Data is everywhere and must land somewhere. Somewhere, every bit of data that is created inhabits a piece of IT hardware: a storage array, a cloud service server, a desktop storage device, a deep freeze-like digital archive. No surprise, solid-state devices (SSDs) and all-NAND flash arrays (AFA) now dominate high-value, time-sensitive storage in data centers. The related, but well-kept secret is the innovation below the surface that will profoundly change both public and private data centers.
Here are the updates:
- Topping the innovation list is NVM Express (NVMe), an open standard and specification for accessing non-volatile storage media attached via a PCI Express (PCIe) bus. The acronym NVM stands for non-volatile memory. Think NAND flash memory in SSDs, PCIe add-in cards, M.2 cards and other forms.
- The data storage industry’s NVMe professional working group has been highly prolific, especially lately. These five recent specification updates I have chosen to spotlight here in this eWEEK Data Points article are significant. I consider them nothing short of revolutionary.
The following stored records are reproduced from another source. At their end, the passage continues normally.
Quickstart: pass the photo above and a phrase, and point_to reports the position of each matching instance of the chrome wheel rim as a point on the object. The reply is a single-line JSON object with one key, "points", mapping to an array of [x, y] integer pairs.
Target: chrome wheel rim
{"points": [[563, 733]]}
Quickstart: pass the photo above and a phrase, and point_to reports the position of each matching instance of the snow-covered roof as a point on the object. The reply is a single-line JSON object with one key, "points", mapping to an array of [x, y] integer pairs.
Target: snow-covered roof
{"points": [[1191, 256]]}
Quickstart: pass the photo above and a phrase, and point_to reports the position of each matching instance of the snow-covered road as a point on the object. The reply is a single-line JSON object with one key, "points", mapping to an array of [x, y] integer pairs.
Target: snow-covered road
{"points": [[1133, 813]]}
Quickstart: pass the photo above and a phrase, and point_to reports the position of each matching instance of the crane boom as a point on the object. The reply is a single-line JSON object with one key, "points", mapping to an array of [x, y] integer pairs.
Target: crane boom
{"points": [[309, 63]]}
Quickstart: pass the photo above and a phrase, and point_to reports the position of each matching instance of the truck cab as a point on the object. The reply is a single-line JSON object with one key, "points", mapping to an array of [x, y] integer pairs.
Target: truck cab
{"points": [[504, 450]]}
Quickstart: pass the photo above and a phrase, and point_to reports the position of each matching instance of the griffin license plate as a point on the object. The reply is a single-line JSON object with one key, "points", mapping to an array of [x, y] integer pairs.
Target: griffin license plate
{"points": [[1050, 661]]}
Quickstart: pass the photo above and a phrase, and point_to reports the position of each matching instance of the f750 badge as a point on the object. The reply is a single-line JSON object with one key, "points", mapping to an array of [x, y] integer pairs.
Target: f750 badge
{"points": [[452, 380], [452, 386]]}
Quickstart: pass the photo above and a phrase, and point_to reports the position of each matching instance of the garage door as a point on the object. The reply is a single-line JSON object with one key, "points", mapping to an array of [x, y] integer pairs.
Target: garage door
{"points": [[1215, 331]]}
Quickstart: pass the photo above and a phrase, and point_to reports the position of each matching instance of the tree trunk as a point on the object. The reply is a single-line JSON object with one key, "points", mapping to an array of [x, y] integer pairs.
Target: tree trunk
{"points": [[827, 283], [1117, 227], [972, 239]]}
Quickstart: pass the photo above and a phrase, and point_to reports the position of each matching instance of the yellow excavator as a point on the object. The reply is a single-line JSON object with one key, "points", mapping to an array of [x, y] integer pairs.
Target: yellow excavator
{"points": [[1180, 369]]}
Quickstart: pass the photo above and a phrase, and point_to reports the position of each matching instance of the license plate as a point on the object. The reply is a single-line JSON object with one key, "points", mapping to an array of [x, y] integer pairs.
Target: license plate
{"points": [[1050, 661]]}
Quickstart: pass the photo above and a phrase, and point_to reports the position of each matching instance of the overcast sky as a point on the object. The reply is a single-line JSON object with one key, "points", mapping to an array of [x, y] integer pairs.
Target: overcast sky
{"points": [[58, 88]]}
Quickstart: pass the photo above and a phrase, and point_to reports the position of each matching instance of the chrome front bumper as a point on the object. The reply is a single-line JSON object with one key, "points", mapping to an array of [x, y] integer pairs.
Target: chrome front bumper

Data Point No. 1: NVMe Sets in Cloud Service Deployments
NVMe Sets serve to isolate so-called “noisy neighbors” by separating and allocating NAND media so workloads (or containers) using one NVM Set does not impact other workloads on other sets. “Noisy neighbors” disallow cloud service providers to offer container services on shared hardware with a service-level agreement. NVMe Sets solve this problem.
Picture servers running cloud containers. Now picture one of those containers getting blasted with writes. When this happens, other containers on the same SSD stop responding.
The cloud business impact is obvious. Cloud service providers (also private cloud operations) cannot offer containers on shared hardware with a guarantee quality of service. This noisy neighbor problem is so pronounced that cloud companies have embarked on projects to entirely rewrite SSD firmware. NVMe Sets solve this problem.
Data Point No. 2: NVMe Deterministic IO
This eliminates read latency outliers caused by SSD housekeeping. A chunk of time is allocated to deliver predictable read latency (this is deterministic mode). Another chunk of time is allocated for housekeeping and read latency is unpredictable (this is non-deterministic).
Solving unpredictable latency in one typical cloud database use case:
- Picture a cloud database that spans a dozen servers, and each server has a dozen SSDs. Now picture a database query that hits these dozen servers and SSDs. The cloud database query completes only as fast as the slowest response. If SSDs happen to be otherwise busy with housekeeping … then ouch. And when hundreds of SSDs are involved, the probability of encountering an SSD in housekeeping mode is magnified.
When IO determinism is coordinated across a group of SSDs, then SSDs in deterministic mode are employed while SSDs in non-deterministic mode are conveniently omitted from service. This remedies the “unpredictable” latency problem.
Data Point No. 3: NVMe Over Fabrics
This decouples storage from servers without high penalties of latency. The latest spec adds TCP for routing, more viable for replication target.
Why decouple compute from storage? There are no performance penalties, and it enables TCP route-ability for edge storage for replication, media caching, IoT and AI/ML.
Data centers are dynamic places with either lots of storage and very little compute or lots of compute and very little storage. Over time, this has led to disaggregated storage.
Now, NVMe over Fabrics allows disaggregated storage and with performance of local NVMe SSD. TCP route-ability makes an NVMe over Fabrics storage target acceptable for remote replication. Why then should we need to wrap a server around a group of SSDs for replication?
Data Point No. 4: NVMe Management Interface
NVMe Management Interface (MI) has optional PCI commands that allow specific control of device reads/writes; this is significant when used with NVME over fabrics in points of presence (POPs).
Data Point No. 5: NVMe Namespace Sharing
NVMe namespace sharing is exactly what it sounds like. Create a namespace; allow two or more completely independent PCI express paths between a single host and namespace. This enables significantly better storage at the edge for media edge caching, IoT, AI/ML and other functions.
Having one PCI express path writing to a device and another PCI express path reading from that same device has serious value when used for endpoint POP media caching, IoT or replication use cases.
————————–
We need to give credit where credit is due: Facebook has published this critical information, leading to the standardization of NVMe Sets and NVMe deterministic IO. Kazan Networks (now part of WDC) pioneered NVMe over Fabrics with the Onyx chip and the Fuji chip.
Hubbert Smith, a respected storage and memory expert and consultant who’s worked at Samsung, Toshiba and Netapp, is a member of the NVME working group.